Ma nouvelle vie à Lîdge

mardi 9 décembre 2014

Jean Echenoz : " Courir "



Et dire qu’au début, il n’aimait pas du tout le sport, l’Emil. Et puis cela lui est venu. Très vite, on le surnomme : «  La Locomotive » ;  l’homme qui court le plus vite au monde dans les années ’40-’50. Le 3 mille mètres, le 5 mille, le marathon, ce Tchécoslovaque  est le premier partout, il pulvérise tous les superlatifs. Il n’a pas de médecin attitré, ni de masseur, il fait bien tout cela lui-même. Il fait le contraire de tous les autres coureurs, pas pour la provoc, mais parce que pour lui, cela coule de source. Question style, il ne fait pas dans l’élégance : il souffre, donc il grimace, et le montre au public, aux photographes, aux caméras de télévision.

L’excellent Jean Echenoz revisite – oh si peu ! – l’incroyable biographie d’Emile Zatopek, l’homme qui détestait courir, avec en champ de vision, le dos de ses adversaires…

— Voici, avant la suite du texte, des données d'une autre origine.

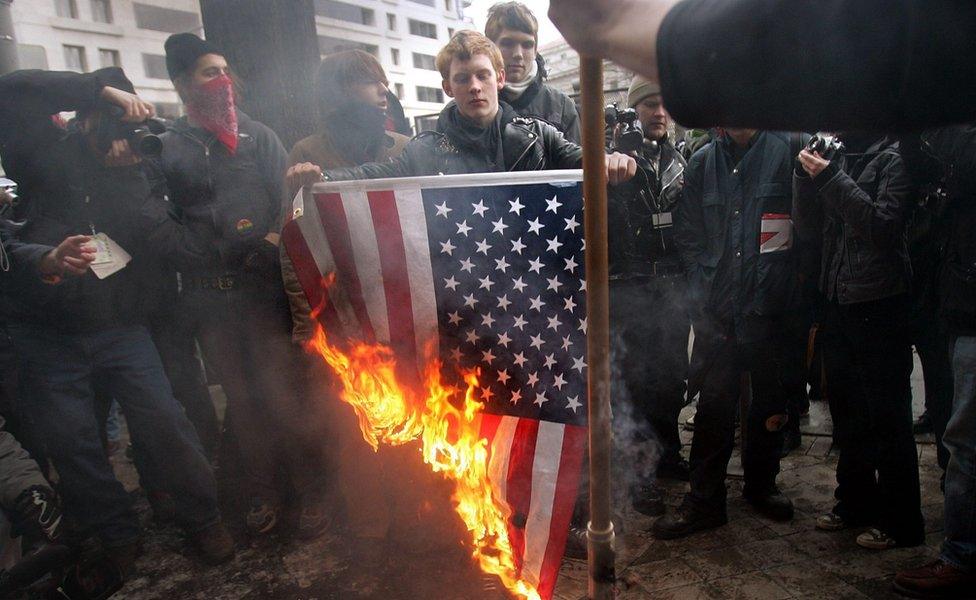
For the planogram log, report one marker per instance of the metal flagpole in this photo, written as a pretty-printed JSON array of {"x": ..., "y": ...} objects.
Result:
[{"x": 599, "y": 532}]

On imagine Jean Echenoz raconter, à sa façon, la vie d’Eddy Merckx. Ou, comme il est Français, celle de Jacques Anquetil, ou mieux encore celle de Raymond Poulidor, l’éternel second. Je rêve qu’il « refasse » la bio d’Eric Satie …


Extraits :


-  Un jour on calculera que, rien qu’en entraînements, Emile aura couru trois fois le tour de la Terre.

- Sa curiosité le pousse quand même aussi à visiter le zoo de Berne où Emile se réjouit de voir enfin des singes, espèce qui n’a pas encore droit de séjour en Tchécoslovaquie. Mais les singes ont l’air méchant, aigris ,amers, perpétuellement vexés d’avoir raté l’humanité d’un quart de poil. Ça les obsède à l’évidence, ils ne pensent qu’à ça.